SQA hunt for markers

13th October 2000 at 01:00
Ministers order urgent action as unions warn that exasperated teachers may turn their backs

THE Scottish Qualifications Authority is working with the Scottish Executive to avert a potential shortage of markers for next year's exams.

The Executive is not yet joining the unions in anticipating a crisis but it wants the SQA to plan ahead so it is not in the position - as it was this year - of sending out an urgent appeal for "significantly more markers" at the end of May.

This year's experience has put the system of appointing and funding markers under the microscope and all sides agree it has been found wanting. Union leaders say many of their members, exasperated by marking problems this year, are vowing not to do the job again, although 88 per cent of this year's group had previously done so.

The SQA required 7,000 markers, up by more than 700 on last year, to cope with 4 million question papers for the summer diet. There are few doubts that the pressures on the system, already considerably increased because of the Higher Still assessment load, will intensify next year as more pupils sit the new Highers as well as exams at Intermediate I and II and Advanced Higher.

Markers are currently paid on the number of scripts they handle in an hour. The rate, which was increased by 10 per cent this year, averages pound;1.50 per script but the Educational Institute of Scotland is calling for "a substantial increase". This would land local authorities with a significant bill, however, since it is their fees to the SQA that underwrite the costs of the exams.

In his evidence to the parliamentary education committee last week Ron Tuck, former chief executive of the SQA, described the current arrangements as "working with one hand tied behind our backs". Mr Tck agrees that markers should be paid more and suggested the rates should be doubled, but said the cost would be pound;2.4 million. As things stand, this would add 20 per cent to the "entry charges" of local authorities.

Another obstacle is the requirement on the SQA to consult bodies such as the Convention of Scottish Local Authorities, the Association of Scottish Colleges and even the Confederation of British Industry. Mr Tuck said that when this year's charges went up only marginally above inflation, "there were distinct rumbles".

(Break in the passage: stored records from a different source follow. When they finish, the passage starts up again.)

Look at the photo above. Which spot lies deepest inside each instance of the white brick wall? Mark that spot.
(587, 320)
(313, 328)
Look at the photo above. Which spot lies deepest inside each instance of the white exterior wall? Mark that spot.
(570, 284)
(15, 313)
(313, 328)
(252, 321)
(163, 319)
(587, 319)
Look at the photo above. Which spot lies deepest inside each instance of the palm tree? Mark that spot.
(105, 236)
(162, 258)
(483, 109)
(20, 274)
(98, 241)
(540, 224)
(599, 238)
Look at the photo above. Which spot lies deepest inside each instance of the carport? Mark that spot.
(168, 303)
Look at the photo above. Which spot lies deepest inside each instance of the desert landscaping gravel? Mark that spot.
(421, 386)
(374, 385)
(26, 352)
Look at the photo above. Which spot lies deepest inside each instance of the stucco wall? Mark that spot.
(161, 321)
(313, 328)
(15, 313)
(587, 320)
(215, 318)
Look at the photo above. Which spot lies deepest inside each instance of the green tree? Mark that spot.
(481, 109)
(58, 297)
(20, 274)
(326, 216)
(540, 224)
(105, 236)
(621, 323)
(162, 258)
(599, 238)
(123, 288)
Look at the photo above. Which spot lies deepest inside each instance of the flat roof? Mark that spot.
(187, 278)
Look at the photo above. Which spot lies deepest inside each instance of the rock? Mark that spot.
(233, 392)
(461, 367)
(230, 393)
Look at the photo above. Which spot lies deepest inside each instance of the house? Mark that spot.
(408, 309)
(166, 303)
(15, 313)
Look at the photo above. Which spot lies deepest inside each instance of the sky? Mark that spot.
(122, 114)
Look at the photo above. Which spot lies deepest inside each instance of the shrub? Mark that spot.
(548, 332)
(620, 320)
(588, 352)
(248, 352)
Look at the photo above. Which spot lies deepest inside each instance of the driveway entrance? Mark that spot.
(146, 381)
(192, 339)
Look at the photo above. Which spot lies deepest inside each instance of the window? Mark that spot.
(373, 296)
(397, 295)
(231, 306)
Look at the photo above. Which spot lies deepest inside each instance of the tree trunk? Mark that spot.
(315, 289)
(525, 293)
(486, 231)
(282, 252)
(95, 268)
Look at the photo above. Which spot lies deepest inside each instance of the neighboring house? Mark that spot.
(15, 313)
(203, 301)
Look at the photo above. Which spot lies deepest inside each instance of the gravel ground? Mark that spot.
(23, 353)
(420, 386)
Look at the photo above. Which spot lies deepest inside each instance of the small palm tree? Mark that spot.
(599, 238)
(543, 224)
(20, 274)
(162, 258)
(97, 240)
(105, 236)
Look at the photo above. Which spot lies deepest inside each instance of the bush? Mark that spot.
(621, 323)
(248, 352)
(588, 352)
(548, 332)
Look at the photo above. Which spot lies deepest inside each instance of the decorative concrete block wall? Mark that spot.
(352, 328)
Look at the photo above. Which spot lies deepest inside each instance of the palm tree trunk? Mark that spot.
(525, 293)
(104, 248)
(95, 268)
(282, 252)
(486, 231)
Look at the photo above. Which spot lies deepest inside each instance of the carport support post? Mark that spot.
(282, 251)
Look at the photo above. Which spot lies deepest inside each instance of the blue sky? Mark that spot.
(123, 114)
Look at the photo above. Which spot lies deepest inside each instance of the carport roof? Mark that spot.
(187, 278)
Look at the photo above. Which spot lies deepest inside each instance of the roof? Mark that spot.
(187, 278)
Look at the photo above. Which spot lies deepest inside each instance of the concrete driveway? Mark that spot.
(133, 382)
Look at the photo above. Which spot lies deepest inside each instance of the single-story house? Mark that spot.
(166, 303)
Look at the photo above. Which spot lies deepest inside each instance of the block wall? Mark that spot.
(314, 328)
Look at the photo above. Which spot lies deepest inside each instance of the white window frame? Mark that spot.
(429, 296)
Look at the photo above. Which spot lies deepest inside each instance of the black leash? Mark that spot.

The SQA recommended to the McCrone inquiry on teachers' pay and conditions that marking should become part of every teacher's contract. Mr Tuck said the present system meant that one of the most critical activities impacting on pupils rested on "voluntary professional labour".

Bill Morton, the SQA's interim chief executive, appeared before the parliament's education committee on Monday and said he was "mildly surprised that there is a reliance on the voluntary contribution of the time and expertise of the teaching profession".

"It is clear we will have to produce a more attractive proposition to overcome some of the natural reservations that the profession has about participating in marking in future," Mr Morton said.

The Scottish Executive is cautious about picking up the tab and moving away from the system under which exams are self-

financing. This is partly for financial reasons and partly because it was feared in the past that it would begin to erode the "arm's length" principle which keeps politicians out of any involvement in the running of exams.

This year's crisis, however, is almost certain to lead to a re-examination of that principle.